Far less frequently are pro-choice advocates challenged on their most deeply held proposition: even if abortion ends the life of a human being, even if some women endure emotional hardship as a result, women’s social, relational, and legal equality requires abortion. But this too is false. By equating equality with abortion access, we have capitulated to the misogynist view that equality requires women to become more like men, i.e., not pregnant. This is not to say in a biologically determinist fashion that because women’s bodies have the capacity to gestate fetal life, women are assumed by nature to be designed only, or even primarily, to be wives and mothers. It is to say that a culture that relies on abortion to achieve equality between the sexes takes male—wombless—physiology as the norm, and in so doing perpetuates the cultural devaluation of motherhood, and of parenting generally, and the social conditions that are often inhospitable to childrearing. Abortion leaves every societal and familial injustice just as it is, and expects nothing more or different of men.
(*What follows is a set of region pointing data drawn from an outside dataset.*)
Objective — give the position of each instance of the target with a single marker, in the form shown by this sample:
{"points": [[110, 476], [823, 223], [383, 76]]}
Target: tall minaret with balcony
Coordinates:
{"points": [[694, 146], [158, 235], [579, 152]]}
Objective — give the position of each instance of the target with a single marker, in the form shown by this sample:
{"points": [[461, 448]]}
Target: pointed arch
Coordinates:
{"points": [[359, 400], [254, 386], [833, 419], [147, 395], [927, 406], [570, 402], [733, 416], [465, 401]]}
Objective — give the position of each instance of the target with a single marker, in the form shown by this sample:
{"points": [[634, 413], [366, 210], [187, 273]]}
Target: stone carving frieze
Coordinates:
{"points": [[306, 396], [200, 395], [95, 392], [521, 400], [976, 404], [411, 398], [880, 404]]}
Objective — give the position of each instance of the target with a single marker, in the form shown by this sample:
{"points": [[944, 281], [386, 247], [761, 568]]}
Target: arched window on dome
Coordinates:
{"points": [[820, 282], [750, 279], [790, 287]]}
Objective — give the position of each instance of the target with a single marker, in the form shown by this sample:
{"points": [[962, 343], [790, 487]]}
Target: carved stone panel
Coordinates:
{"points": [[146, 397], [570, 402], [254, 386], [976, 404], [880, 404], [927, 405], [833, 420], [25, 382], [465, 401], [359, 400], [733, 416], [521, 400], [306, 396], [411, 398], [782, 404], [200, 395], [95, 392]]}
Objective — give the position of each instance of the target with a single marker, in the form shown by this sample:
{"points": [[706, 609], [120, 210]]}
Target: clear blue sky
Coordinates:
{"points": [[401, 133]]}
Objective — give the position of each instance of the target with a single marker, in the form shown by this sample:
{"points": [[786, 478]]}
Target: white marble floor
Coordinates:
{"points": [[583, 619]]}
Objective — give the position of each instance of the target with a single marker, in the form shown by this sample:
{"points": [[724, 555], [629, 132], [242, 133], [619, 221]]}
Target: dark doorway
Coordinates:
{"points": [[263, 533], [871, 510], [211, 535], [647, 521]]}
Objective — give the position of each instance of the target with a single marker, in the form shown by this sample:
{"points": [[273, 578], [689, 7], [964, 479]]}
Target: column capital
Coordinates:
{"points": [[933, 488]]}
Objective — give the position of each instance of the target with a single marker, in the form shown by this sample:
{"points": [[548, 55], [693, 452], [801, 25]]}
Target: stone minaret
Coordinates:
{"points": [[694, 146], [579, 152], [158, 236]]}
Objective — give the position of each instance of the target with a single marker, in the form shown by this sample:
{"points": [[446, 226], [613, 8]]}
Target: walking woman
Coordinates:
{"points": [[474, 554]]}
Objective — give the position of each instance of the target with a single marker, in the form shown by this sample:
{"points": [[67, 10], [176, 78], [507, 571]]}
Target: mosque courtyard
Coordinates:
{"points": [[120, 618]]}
Sexual equality via abortion looks to cure biological asymmetry—the fact that women get pregnant and men don’t—by promoting the rejection of women’s bodies. Authentic equality and reproductive justice would demand something far more revolutionary: that men and society at large respect and support women in their myriad capacities and talents which include, for most women at some time in their lives, childbearing.
If pregnancy and motherhood are understood as burdensome conditions to women—experiences that represent our inability to compete with wombless men—they will never be given the respect and accommodation they deserve. Not all women become mothers, but those who do so depend upon a cultural esteeming of both pregnancy and motherhood—the nurturance of an individual and unique human being—for their social and professional support.
To belittle the moral status of the unborn child is to belittle the state of pregnancy, and so too the child’s mother. To upend the mother’s bond with her unborn child by allowing abortion is also to deny the paternal duties that come with siring offspring. Current abortion law treats pregnancy as a woman’s choice—and so too her problem. And many men have been just as happy to (have sex and) oblige.
The sacrifices that mothers endure during their pregnancies—and mothers and fathers endure beyond—would be far more honored (and perhaps even rewarded) were we as a culture honest about the dignity of the human beings—born and unborn—entrusted to our care.